Le froid, les mauvaises odeurs, la solitude sont mes nouveaux compagnons. Coriaces, ils me font tourner la tête, perdre la raison. À moins que ça ne soit la fumée de cigarette qui m’étourdit ? Je me suis toujours refusé à fumer autre chose, ou sniffer quelque substance que ce soit. La tentation est grande pourtant. Plus forte à chaque moment qui passe. On me promet quelques instants d’oubli, voire même quelques heures de bonheur. Mais tout ça n’est qu’illusion. La réalité, elle, est tout autre. Il va me falloir toutes mes forces pour l’affronter.
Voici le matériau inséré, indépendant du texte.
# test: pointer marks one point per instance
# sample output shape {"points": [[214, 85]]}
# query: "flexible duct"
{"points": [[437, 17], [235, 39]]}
Deux ans que je traîne de squat en squat. Deux ans que j’observe sans broncher la descente aux enfers des autres, avec la trouille au bide. Des bagarres, du sang, des bad trips, des overdoses, des courses poursuites avec les flics dans les rues de Paris. Puis ma première fois avec une femme, trouvée dans le quartier de Pigalle. Poussé par mes compagnons d’infortune, je me suis jeté dans ses bras pour une nuit de débauche et de plaisir. Elle savait que j’étais puceau, elle a pris son temps pour tout m’expliquer. À la levée du jour, j’en suis ressorti… différent. Changé. Plus grand. Avec cette envie de connaitre de nouveau ces sensations charnelles.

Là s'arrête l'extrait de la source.